Q. Is Bud (Harry Dean Stanton), the Captain Ahab of repo men, a proper mentor for Otto? Is the repo man's code, which Bud keeps muttering about as < he drives dementedly around looking for cars to grab, applicable to all the issues one encounters in this cockeyed world? Or is Bud just the most colorfully paranoid marble in the bagful that Writer-Director Alex Cox has rolling around his movie?
Q. Why is the list value of a decrepit 1964 Chevy Malibu $20,000? And why is everyone who opens its trunk instantly vaporized? Is it the great white whale of the freeways, or just another of the plot's red herrings?
A. (to all of the above) One guess is as good as another. Cox either stops short of the point of most scenes or rolls on past it. But there is something cheerful in the anarchy of his methods, something unpretentious in his allusions to the car's extraterrestrial dimension, something bracing in his aversion to the well made. No wonder adolescents have taken Repo Man for their own. Lifting its hood is like peering into a teen-ager's mind: miswired and noisy, Repo Man is capable of fast starts and amazing cornering. By Richard Schickel
CHOOSE ME
Mickey (Keith Carradine) is said to be a pathological liar. But after he ankles the mental hospital quite uncured of this condition, evidence accumulates that he really was a jet-fighter pilot. And a CIA spy in the Soviet Union. And a poetry teacher at Yale. The problem is not with him but with a world that refuses to accommodate improbable realities.
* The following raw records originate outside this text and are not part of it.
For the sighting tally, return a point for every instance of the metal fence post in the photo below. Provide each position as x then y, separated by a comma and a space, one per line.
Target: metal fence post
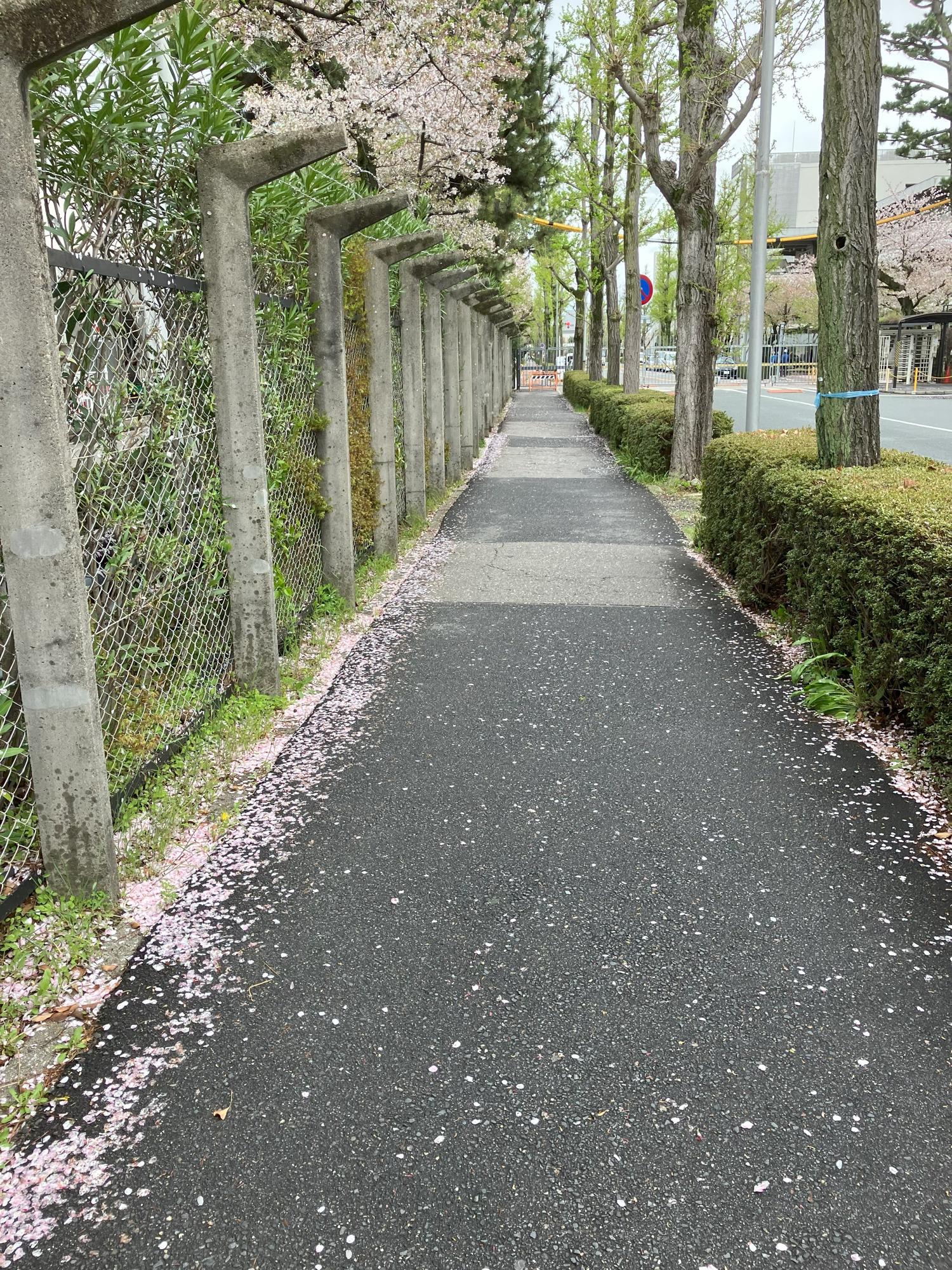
479, 379
433, 361
482, 302
40, 534
327, 227
446, 281
378, 305
227, 177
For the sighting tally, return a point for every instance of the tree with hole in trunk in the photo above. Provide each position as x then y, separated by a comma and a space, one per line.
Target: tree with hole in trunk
719, 79
849, 351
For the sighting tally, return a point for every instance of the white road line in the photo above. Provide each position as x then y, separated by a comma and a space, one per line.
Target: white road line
885, 418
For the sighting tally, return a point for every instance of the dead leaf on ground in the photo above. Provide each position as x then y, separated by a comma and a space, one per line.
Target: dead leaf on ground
223, 1112
56, 1014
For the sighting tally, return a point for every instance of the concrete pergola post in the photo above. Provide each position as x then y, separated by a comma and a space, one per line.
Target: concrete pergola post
446, 281
480, 368
227, 177
466, 413
489, 300
508, 336
39, 524
433, 361
383, 441
327, 228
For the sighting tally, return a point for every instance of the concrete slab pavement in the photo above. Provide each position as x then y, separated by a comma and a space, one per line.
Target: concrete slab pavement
559, 937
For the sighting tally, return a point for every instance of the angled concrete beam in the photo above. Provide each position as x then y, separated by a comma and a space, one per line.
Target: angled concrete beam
227, 177
40, 531
447, 279
433, 365
464, 319
480, 378
327, 227
437, 262
376, 291
36, 32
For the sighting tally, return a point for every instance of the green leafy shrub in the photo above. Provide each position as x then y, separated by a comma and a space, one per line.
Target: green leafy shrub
576, 389
611, 408
647, 429
639, 426
861, 558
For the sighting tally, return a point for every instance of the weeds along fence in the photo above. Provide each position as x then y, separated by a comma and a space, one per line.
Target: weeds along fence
140, 404
119, 130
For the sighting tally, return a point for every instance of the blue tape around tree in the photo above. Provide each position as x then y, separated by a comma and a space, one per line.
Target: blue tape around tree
857, 393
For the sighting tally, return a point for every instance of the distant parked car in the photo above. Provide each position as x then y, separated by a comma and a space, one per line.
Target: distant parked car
662, 361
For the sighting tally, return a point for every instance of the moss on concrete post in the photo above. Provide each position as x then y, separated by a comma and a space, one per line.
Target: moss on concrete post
376, 284
433, 363
227, 177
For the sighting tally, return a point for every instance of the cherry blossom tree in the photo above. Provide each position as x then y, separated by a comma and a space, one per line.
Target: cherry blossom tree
417, 83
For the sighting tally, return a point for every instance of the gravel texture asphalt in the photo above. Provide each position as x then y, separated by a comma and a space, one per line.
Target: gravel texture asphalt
559, 937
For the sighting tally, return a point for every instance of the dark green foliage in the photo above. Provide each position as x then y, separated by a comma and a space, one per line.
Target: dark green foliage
638, 425
861, 558
527, 149
577, 387
923, 105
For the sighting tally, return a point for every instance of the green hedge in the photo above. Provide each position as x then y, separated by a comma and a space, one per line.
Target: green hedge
861, 557
638, 425
576, 389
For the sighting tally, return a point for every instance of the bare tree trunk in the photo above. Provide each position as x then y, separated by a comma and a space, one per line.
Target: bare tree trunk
849, 352
610, 243
697, 286
579, 333
633, 267
597, 285
597, 318
614, 324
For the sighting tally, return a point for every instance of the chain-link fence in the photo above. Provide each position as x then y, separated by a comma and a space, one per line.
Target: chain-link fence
140, 413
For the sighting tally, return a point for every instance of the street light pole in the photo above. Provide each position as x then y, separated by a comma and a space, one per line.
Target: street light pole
762, 210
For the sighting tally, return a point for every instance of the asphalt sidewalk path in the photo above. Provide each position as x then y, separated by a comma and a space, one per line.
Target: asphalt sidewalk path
554, 937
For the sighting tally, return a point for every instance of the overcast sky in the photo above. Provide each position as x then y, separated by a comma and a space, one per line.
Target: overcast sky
793, 128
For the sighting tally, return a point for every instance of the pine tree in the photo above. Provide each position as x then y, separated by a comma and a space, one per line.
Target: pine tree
923, 97
527, 150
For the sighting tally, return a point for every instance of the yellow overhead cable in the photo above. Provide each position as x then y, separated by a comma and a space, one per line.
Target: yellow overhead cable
775, 238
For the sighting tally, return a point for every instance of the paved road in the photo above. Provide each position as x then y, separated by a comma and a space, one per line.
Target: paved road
554, 938
920, 424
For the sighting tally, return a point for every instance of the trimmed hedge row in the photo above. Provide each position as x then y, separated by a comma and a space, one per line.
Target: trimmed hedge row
638, 425
576, 389
861, 557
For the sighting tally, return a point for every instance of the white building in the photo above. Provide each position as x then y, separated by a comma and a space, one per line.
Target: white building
795, 184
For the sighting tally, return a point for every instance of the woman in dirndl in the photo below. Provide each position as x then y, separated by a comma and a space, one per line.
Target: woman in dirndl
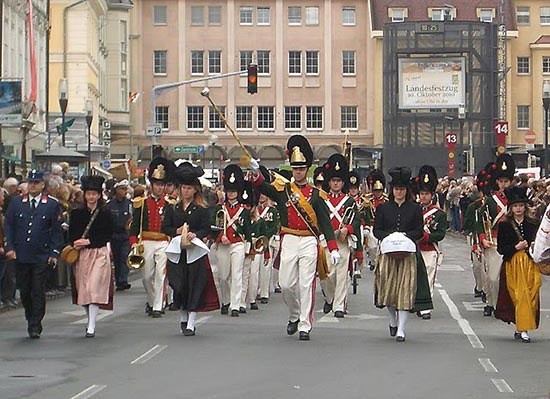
193, 283
400, 282
520, 280
93, 282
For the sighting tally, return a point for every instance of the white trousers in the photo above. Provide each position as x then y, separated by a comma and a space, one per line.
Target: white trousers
230, 269
335, 287
493, 262
297, 278
154, 272
432, 260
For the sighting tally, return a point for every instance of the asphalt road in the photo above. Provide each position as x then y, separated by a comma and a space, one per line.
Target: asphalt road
457, 354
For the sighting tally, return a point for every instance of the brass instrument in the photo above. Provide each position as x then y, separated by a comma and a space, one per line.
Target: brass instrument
135, 258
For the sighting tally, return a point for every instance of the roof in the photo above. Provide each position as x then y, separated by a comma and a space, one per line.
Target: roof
466, 10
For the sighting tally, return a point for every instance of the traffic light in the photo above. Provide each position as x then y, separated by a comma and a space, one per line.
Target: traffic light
252, 79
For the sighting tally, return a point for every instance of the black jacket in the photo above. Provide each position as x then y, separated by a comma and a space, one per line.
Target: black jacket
100, 232
406, 218
508, 238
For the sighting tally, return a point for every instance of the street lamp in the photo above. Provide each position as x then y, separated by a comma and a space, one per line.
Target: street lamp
212, 140
89, 116
63, 100
546, 105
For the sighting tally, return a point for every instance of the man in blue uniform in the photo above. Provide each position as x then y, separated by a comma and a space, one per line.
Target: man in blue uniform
33, 240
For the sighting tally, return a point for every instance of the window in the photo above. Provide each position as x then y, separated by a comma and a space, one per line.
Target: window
214, 62
263, 62
245, 15
197, 62
348, 62
523, 65
246, 59
161, 116
523, 15
159, 62
312, 63
348, 16
195, 117
266, 118
312, 15
293, 118
314, 117
348, 117
263, 16
294, 15
214, 121
523, 117
197, 15
214, 15
244, 118
159, 15
294, 62
397, 15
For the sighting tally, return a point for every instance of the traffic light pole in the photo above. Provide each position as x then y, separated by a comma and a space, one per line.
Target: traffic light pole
161, 89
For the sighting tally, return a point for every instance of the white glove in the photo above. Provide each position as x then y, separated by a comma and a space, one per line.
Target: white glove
254, 165
334, 256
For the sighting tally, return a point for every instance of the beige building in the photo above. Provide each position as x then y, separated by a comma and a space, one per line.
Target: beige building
312, 76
Nancy Love (Genevieve Bujold) conducts a radio call-in show, from which issues a stream of psychobabble to cool her listeners' sundry sexual fevers. She is suffering near-terminal repression, which lifts after a oneafternoon stand with Mickey.
That is a close encounter of an opportunistic kind. Mickey was really looking for Nancy's roommate, Eve (Lesley Ann Warren), a sometime streetwalker who bought a bar because it was owned by and named for another woman called Eve. She found the coincidence irresistible. So does Mickey, who was once engaged to the former proprietor. He wanders in one night and finds her replacement an entirely lovable facsimile. Eve is not so sure. And calls up Dr. Love for advice, not realizing that the woman (using an assumed name) with whom she shares refrigerator, bathroom and eventually boyfriend is her air-waves confidante.
That is the way things go in Choose Me. Writer-Director Alan Rudolph has structured his movie like a daring billiard shot, which culminates with all his eight balls landing in the right pockets. He shares the paranoiac's / conviction that the world is full of strange and secret connections, but he has bathed his movie in the glowing light of his discovery that these linkages are often benign. And his actors have caught his charmed spirit admirably.